If Groton School Gave Us Vietnam, What Gave Us Iraq?

US Politics
on 5 Comments

I’ve heard two smart people raving about Larissa MacFarquhar’s profile of novelist Louis Auchincloss in the New Yorker last week–which is not online, only mentioned at the New Yorker site–because it includes scathing judgments by the novelist of his own group, the WASPs, and his alma mater, Groton School. Auchincloss says that McGeorge and William Bundy left Groton to assume the reins of foreign policy, and with assurance sent 55,000 Americans to their deaths in Vietnam (not to mention a couple million Vietnamese).

I see that The Financial Times touched the same subject last year with the agonized 90-year-old Auchincloss:

“There was Cy Vance,
Bill Scranton, Ted Beale, both Bundys, Bill and McGeorge – they all got
behind that war in Vietnam and they pushed it as far as they could. And
we lost a quarter of a million men. They were all idealistic, good,
virtuous,” says Auchincloss, “the finest men you could find. It was the
most disillusioning thing that happened in my life.”

has struggled to understand just how their shared patrician background
could have produced this disconnect. And the answer would appear to be
that wars are lost, if not always made, on the playing fields of New
England. “Bill Bundy and I shared a study at Groton, and one day he
came in from a football game, and I said: ‘Who won?’ and he said: ‘We
lost,’ and then he burst into tears. You cannot lose. Groton cannot
lose. That’s what they believed in, no matter what,” explains
Auchincloss. “They all would have all been willing to die, if they
hadn’t already been in high positions. They believed America cannot
lose. We stand for every virtue and right that’s in the world.”

A self-hating WASP, huh? The fascination to me of Auchincloss’s post-mortem is that we need another such post-mortem now, following the greatest foreign policy mistake of the last 40 years, as Jacob Heilbrunn and Barack Obama both describe Iraq. Jews played a special role in this debacle, and other Jews must ask, What social institution produced the arrogance of the neoconservatives? What school? What was their disconnect?

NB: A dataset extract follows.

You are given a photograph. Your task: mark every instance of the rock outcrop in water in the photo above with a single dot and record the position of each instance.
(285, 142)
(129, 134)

I’m not going to say CCNY–CCNY was very diverse, my father went to CCNY. Possibly Harvard, where Heilbrunn says the neocons formed a "cabal" in the government department (and where I can remember Marty Peretz running around with the late Eric Breindel and other acolytes).

But I think the social institution is more recent; and I want to say the white building in Washington at 1150 17th Street, N.W., that houses the American Enterprise Institute and the Weekly Standard and the Project for the New American Century. It’s an insulated hive. Here Bill Kristol pushed for an Iraq war back in 1999 and gathered names for the great plan. Here, as I remember from bouncing around there twice, they sell bound copies of Charles Krauthammer’s speech on the triumph of a unipolar America, a year or so after Iraq was proving to be a debacle (a speech that sent Francis Fukuyama into a tailspin and let Krauthammer to accuse him of antisemitism). Here secretive hedge king Bruce Kovner has funded AEI, which has provided a haven to Richard Perle and David Frum, who said America faced "victory or holocaust." Here Irving  Moskowitz, who has built colonies on the apartheid West Bank,  helped fund David Wurmser’s call for military action against Saddam before Wurmser got a job working for Cheney. Here AEI provides $96,000 a year to "scholar" Dore Gold, a former Israeli government official under Netanyahu who has a thinktank in Jerusalem…

But I am getting bogged down in specifics. The assignment here is for a Jewish writer to anatomize the Jewish failure of leadership, the cruel arrogance and indifference to ordinary people’s lives that arose from Jewish wealth and success in the millennium. A big job, I know. Heilbrunn took a shot at it and didn’t get all the way (in They Knew They Were Right). So far Jews have been constrained by the imperative, "Is it good for the Jews?" But as noble Auchincloss shows, that sort of scrutiny is in an American moral tradition.